Expedição científica brasileira investigará abismos do Atlântico

Publicado em 18 de setembro, 2026

Foto: Univali/Divulgação

Uma expedição científica partirá neste domingo, 20, de Fortaleza (CE) para mapear e explorar a Zona de Fratura Romanche, uma formação submarina de aproximadamente 1 mil quilômetros de extensão, composta por uma sequência de montanhas e vales, localizada a meio caminho entre a Costa Nordeste do Brasil e Oeste do Continente Africano.

Batizada de The Gap, a iniciativa usará um rover e um submarino autônomo, pilotados a partir do navio de pesquisa Falkor (too). Com eles, irão mapear duas áreas distintas e coletar amostras de rochas e vida em suas paredes, em profundidades de até 4mil e 500 metros.

O grupo investiga a área com ocorrência de um fenômeno conhecido como ressurgência equatorial, que é a elevação de águas mais frias, cheias de nutrientes, para a superfície marinha. Sazonal e provocada principalmente pelos ventos alísios, é comum nas regiões intertropicais e importante pois leva a um aumento nas populações de animais microscópicos, base da cadeia alimentar marinha.

“Nosso principal foco é identificar e mapear a relação da ressurgência com as comunidades profundas, além de estudar a dinâmica das correntes e a morfologia dos habitats de fundo, observando a influência dessa produção de alimentos na superfície sobre esse fundo”, explica o professor José Angel Perez, da Universidade do Vale do Itajaí (Univali).

Para Perez, que lidera a expedição, é importante conhecer estes mecanismos pois 70% da crosta do planeta está em regiões de oceano profundo, mas paradoxalmente é uma região da qual conhecemos menos de 1%. Ao levantar evidências científicas concretas desta riqueza e do impacto da ação humana, os cientistas pretendem subsidiar estudos futuros e mostrar a importância de áreas de preservação.

Impactos das mudanças climáticas

Outro ponto ao qual os cientistas estarão atentos são os impactos das mudanças climáticas nestas comunidades, pois os ventos na região tem apresentado alterações e isso influencia toda a cadeia. Somado ao processo de acidificação dos oceanos, ele ameaça importantes reservatórios de vida marinha, como os recifes de corais.

O primeiro passo do grupo, que deve chegar na área por volta de 25 de setembro, será mapear o Romanche com uma sonda acústica do navio, por cerca de dois dias. Com este mapa, chega a hora de descer até os paredões e para isso, os cientistas vão usar o SuBastian, um robô operado remotamente (ROV), capaz de mergulhar até 4,5 mil metros de profundidade.

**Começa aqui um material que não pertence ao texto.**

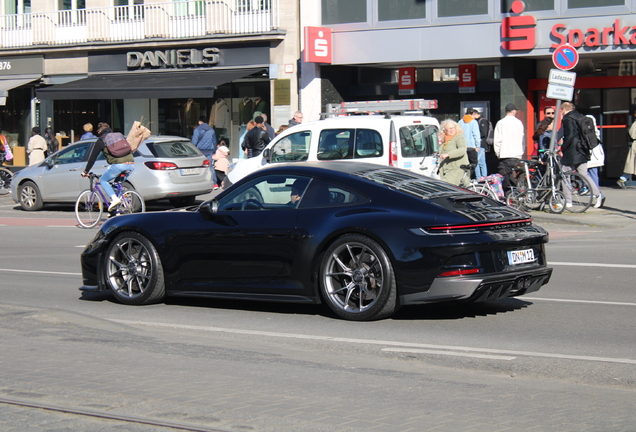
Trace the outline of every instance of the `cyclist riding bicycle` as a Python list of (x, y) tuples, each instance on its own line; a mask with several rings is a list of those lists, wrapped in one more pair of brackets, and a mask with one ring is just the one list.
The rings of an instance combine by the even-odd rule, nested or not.
[(104, 171), (104, 174), (102, 174), (101, 184), (104, 188), (104, 192), (106, 192), (108, 196), (110, 196), (110, 205), (108, 206), (108, 211), (113, 211), (119, 204), (121, 204), (121, 198), (119, 198), (115, 194), (115, 191), (113, 190), (110, 182), (117, 178), (117, 176), (119, 176), (119, 174), (123, 173), (124, 171), (128, 171), (129, 173), (131, 173), (135, 170), (135, 158), (133, 157), (132, 153), (129, 153), (126, 156), (122, 157), (115, 157), (108, 151), (108, 146), (105, 143), (105, 138), (106, 135), (112, 132), (113, 131), (107, 123), (100, 122), (97, 124), (97, 136), (99, 138), (97, 139), (97, 141), (95, 141), (95, 145), (93, 146), (93, 150), (91, 151), (91, 154), (88, 158), (88, 162), (86, 162), (86, 168), (82, 173), (82, 177), (87, 178), (88, 173), (95, 164), (97, 156), (99, 156), (99, 152), (101, 151), (104, 153), (104, 156), (106, 156), (106, 162), (108, 162), (109, 167), (106, 168), (106, 171)]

O equipamento, considerado de alta performance, será responsável por coletar amostras submarinas e é pilotado por cabo a partir do navio de pesquisa. Sua operação será transmitida, ao vivo e com narração, pelo canal do Schmidt Ocean Institute, patrocinador da exposição que cedeu os equipamentos.

“É uma coisa nova pra mim também, mas acho muito muito gratificante a gente poder trabalhar e mostrar para todo mundo, para o mundo inteiro, cada momento disso”, conta Perez. O grupo também fará algumas chamadas, em tempo real, com instituições de ensino já selecionadas.

Submarino autônomo

Para as áreas mais promissoras, utilizarão o submarino autônomo, capaz de se aproximar ainda mais do fundo e de detalhar com precisão de centímetros, construindo um mapa com nível de detalhamento muito melhor. A operação será repetida na segunda área, mais próxima da costa da África.

A expectativa da equipe é que os primeiros resultados sejam sistematizados em cerca de dois anos.

“Mas é claro que com todos os especialistas a bordo e todos os alunos que estão lá também estarão fazendo seus trabalhos, e podemos dizer que estes resultados devem render ainda por cerca de uma década”, aponta Perez.

O grupo liderado por Perez é composto por outros 5 professores universitários brasileiros (2 da Univali, 1 da USP, 1 da UFRGS e 1 da UFES), 7 estudantes, 1 pesquisador e a tripulação. No total, 25 especialistas de cinco nacionalidades farão parte da equipe, que deve desembarcar em Gana em 26 de outubro.

Eles utilizam o navio de pesquisas Falkor (Too), cedido pelo Schmidt Ocean Institute (SOI), instituição que fomenta pesquisas sobre os oceanos. Em 2026 o SOI promove outras oito expedições no Atlântico Sul e Caribe, todas sem fins lucrativos e com o compromisso, por parte das equipes científicas, de disponibilização pública dos resultados das pesquisas.

A Univali integra o Programa de Mar Profundo, do Instituto Nacional de Pesquisas Oceânicas (Inpo), tendo participado, desde 2009, de expedições desta natureza, com outras expedições nos anos de 2013, 2018, 2019, 2022 e 2025.